The system is designed to work on a sentence-by-sentence basis. In order to do this, the speaker needs to have a brief pause at the end of each spoken sentence, allowing the Speech to Text service to finalize the transcription. When running on a terminal, the transcribed sentence is displayed to confirm that it's been processed and sent over for translation. After an initial delay to transcribe and translate the first sentence, following sentences will be delivered to listeners in a sequential fashion as long as the translated sentences are approximately the same length as the original sentence.
A more sophisticated orchestration system would extend this approach by processing the metadata output from Text to Speech to ensure that later translated sentences were queued by the appropriate time needed to playback the current sentence. Generally though, the pauses between spoken sentences are sufficient to prevent overlap or interruptions.
-
On IBM Cloud, deploy Node-RED starter, bind instances of Language Translator and Speech To Text (preferrably standard) as Lite only supports 10k chars. Restage after binding.
-
Create instance of Text to Speech and make note of the api key.
-
Copy the
.env.example
file to.env
and update with the Text to Speech api key and update the WSTARGET value to match the deployed Node-RED starter, appending /ws/text to the URL. Example:https://translator-low-code-2019.mybluemix.net/ws/text
-
Import the
translate-and-speak.json
flow into Node-RED. -
Use npm to configure the local application that listens to the mic (tested on Mac OSX):
npm install npm start
Once the application starts, speak each sentence clearly and at an even pace. Pause briefly at the end of the sentence and you will see the most recent sentence transcription appear to the console.
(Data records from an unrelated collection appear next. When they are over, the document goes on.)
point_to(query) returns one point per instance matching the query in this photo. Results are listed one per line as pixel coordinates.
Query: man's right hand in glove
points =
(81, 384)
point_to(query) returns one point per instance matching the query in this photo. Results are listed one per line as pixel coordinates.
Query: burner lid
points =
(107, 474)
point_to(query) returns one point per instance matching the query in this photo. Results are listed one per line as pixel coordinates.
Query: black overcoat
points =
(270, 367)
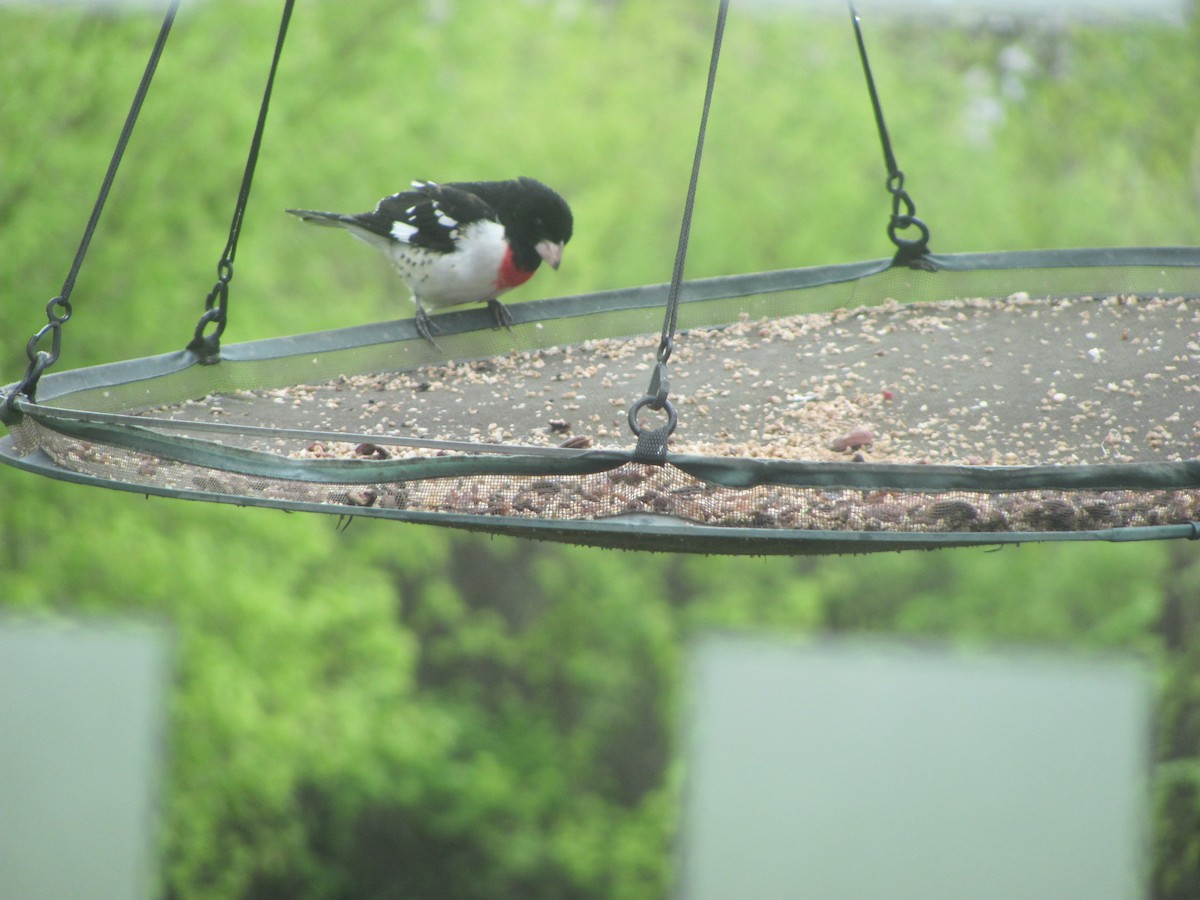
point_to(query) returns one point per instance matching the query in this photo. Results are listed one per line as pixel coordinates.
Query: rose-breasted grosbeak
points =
(462, 243)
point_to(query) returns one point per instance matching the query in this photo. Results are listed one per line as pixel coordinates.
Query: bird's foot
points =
(425, 327)
(501, 313)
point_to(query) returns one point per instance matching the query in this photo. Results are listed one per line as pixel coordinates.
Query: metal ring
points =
(906, 222)
(672, 419)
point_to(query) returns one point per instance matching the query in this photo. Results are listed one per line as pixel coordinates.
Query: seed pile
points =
(972, 382)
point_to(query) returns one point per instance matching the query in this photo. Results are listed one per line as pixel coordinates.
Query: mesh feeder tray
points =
(837, 409)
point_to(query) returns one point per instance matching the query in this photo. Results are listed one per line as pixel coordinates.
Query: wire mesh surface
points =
(1001, 397)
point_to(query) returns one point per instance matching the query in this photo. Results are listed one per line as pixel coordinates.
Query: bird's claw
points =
(425, 327)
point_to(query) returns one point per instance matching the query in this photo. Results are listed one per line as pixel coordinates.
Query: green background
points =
(397, 711)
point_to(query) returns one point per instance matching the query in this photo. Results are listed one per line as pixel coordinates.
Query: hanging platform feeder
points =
(924, 401)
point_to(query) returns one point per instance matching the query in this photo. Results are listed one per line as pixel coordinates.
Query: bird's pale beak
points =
(551, 252)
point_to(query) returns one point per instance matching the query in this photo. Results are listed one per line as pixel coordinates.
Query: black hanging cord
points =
(911, 252)
(207, 346)
(652, 445)
(58, 310)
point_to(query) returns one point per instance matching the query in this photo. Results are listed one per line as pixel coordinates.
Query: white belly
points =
(466, 276)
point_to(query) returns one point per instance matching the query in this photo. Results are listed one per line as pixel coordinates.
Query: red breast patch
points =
(509, 275)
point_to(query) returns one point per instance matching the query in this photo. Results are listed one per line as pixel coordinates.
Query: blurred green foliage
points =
(402, 712)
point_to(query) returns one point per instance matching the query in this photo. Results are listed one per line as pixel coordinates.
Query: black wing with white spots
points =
(430, 216)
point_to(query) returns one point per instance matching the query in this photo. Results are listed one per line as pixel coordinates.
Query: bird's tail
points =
(318, 217)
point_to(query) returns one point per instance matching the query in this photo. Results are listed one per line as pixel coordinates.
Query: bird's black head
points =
(537, 219)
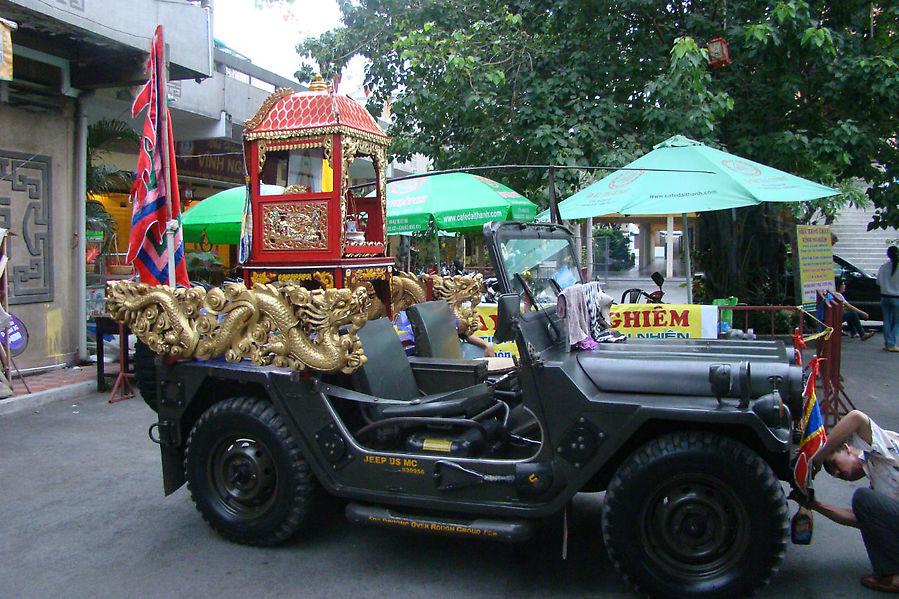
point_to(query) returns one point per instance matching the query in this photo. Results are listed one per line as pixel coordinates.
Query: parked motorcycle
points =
(636, 295)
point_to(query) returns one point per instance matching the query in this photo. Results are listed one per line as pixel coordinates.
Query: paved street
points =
(83, 515)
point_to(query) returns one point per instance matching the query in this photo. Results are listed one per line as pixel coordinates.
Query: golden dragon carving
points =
(406, 289)
(457, 291)
(278, 323)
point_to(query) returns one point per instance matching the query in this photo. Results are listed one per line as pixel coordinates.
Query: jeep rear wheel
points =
(695, 514)
(246, 473)
(145, 373)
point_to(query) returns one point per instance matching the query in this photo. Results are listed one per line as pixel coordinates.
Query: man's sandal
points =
(880, 583)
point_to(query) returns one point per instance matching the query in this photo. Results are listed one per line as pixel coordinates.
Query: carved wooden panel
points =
(295, 226)
(25, 202)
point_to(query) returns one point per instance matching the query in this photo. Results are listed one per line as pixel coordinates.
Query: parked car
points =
(861, 288)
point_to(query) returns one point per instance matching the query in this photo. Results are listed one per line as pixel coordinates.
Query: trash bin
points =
(725, 317)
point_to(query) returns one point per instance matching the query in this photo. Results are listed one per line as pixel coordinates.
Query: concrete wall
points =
(37, 204)
(188, 26)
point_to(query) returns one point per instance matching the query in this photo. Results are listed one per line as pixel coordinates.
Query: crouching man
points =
(855, 448)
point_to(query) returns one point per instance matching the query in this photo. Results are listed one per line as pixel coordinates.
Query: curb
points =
(14, 405)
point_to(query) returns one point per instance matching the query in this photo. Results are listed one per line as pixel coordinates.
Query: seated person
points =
(852, 316)
(475, 344)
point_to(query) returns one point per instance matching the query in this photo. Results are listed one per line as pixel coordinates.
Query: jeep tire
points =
(693, 514)
(145, 373)
(246, 474)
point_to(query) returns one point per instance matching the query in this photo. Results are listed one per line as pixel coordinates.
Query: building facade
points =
(67, 53)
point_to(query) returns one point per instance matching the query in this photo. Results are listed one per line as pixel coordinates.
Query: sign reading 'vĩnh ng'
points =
(815, 261)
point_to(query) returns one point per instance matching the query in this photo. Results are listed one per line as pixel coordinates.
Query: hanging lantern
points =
(718, 55)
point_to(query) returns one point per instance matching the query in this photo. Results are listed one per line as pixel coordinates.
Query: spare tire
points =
(145, 373)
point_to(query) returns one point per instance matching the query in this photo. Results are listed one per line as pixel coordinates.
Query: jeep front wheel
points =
(246, 473)
(695, 514)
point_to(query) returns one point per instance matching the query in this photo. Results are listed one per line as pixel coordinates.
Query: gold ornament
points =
(279, 323)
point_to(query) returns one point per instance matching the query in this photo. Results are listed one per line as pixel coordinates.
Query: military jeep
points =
(689, 438)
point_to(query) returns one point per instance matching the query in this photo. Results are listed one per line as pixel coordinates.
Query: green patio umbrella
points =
(219, 215)
(454, 201)
(714, 180)
(709, 179)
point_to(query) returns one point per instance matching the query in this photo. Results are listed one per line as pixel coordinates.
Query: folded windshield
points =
(546, 265)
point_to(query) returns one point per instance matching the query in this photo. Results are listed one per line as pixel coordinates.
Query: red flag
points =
(813, 434)
(147, 246)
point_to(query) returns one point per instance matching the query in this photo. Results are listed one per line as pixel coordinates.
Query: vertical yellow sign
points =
(815, 259)
(6, 28)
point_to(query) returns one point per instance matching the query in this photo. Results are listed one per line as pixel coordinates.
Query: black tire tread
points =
(740, 456)
(304, 490)
(145, 373)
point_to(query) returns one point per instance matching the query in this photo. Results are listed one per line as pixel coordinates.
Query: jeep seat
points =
(434, 326)
(387, 374)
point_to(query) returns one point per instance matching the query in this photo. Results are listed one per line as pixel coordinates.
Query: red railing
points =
(834, 401)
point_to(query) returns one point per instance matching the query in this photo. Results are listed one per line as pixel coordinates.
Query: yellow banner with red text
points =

When that appears, the local application is sending over a websocket to Node-RED the text, which is then procesed on IBM Cloud to produce the audio output.
To listen to the audio output, open in a browser the URL of the Node-RED starter with /audio appended to the host name. Multiple users can connect to the websocket output.
The example flow is configured to translate from English to Spanish and speak with the TTS female voice.